Don Cristão secoua la tête.

— Il ne les regardera pas si nous lui demandons de ne pas le faire.

— Vous êtes d’une naïveté puérile, jugea l’Evêque Peregrino. Rien ne pourrait même l’obliger à nous rendre les informations.

Bosquinha hocha la tête.

— C’est exact. Il possédera tout ce qui est vital pour nous et pourra le conserver ou le rendre, selon ce qu’il souhaite. Mais je crois, comme Dom Cristão, qu’il est bon et qu’il nous aidera à vaincre nos difficultés.

Dona Cristã se leva.

— Excusez-moi, dit-elle. Je voudrais commencer les transferts vitaux immédiatement.

Bosquinha se tourna vers le terminal de l’évêque et y introduisit sa priorité.

— Entrez seulement les catégories de dossiers que vous souhaitez envoyer au Porte-Parole Andrew. Je suppose que vous les avez déjà classés par ordre de priorité, puisque vous les imprimiez.

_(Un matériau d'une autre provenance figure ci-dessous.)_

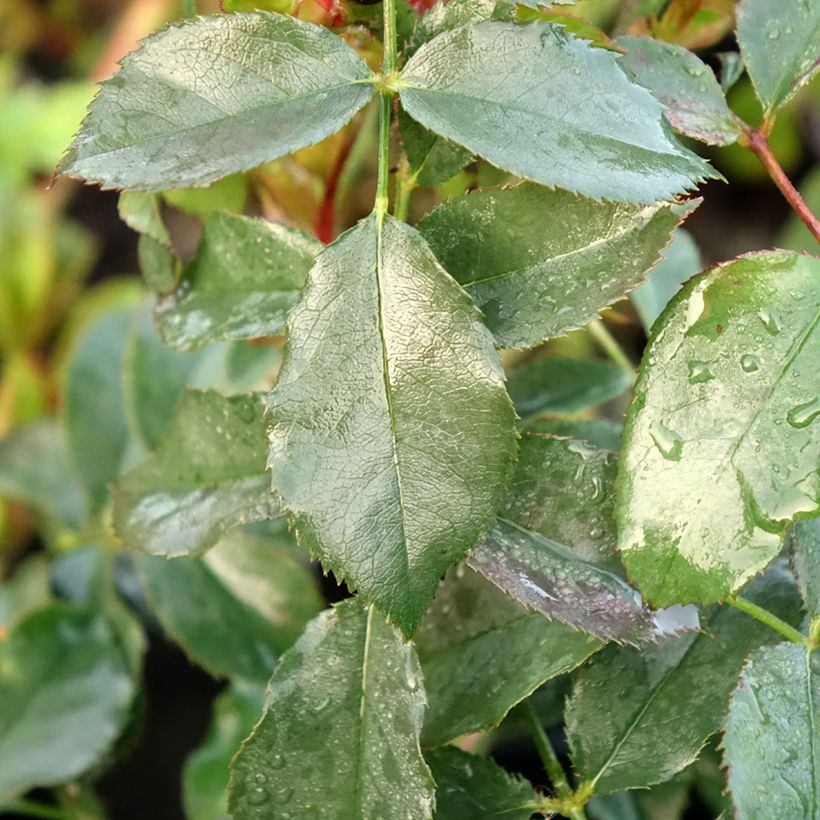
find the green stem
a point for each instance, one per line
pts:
(610, 346)
(771, 620)
(34, 809)
(389, 64)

— De combien de temps disposons-nous ? demanda Dom Cristão.

Dona Cristã tapait déjà énergiquement.

— Le décompte est ici, en haut.

Bosquinha glissa la main dans l’affichage holographique, posant le doigt sur les chiffres du compte à rebours.

— Ne transfère pas ce que nous avons déjà imprimé, conseilla Dom Cristão. Nous pourrons le réintroduire. De toute façon, il y a très peu de temps.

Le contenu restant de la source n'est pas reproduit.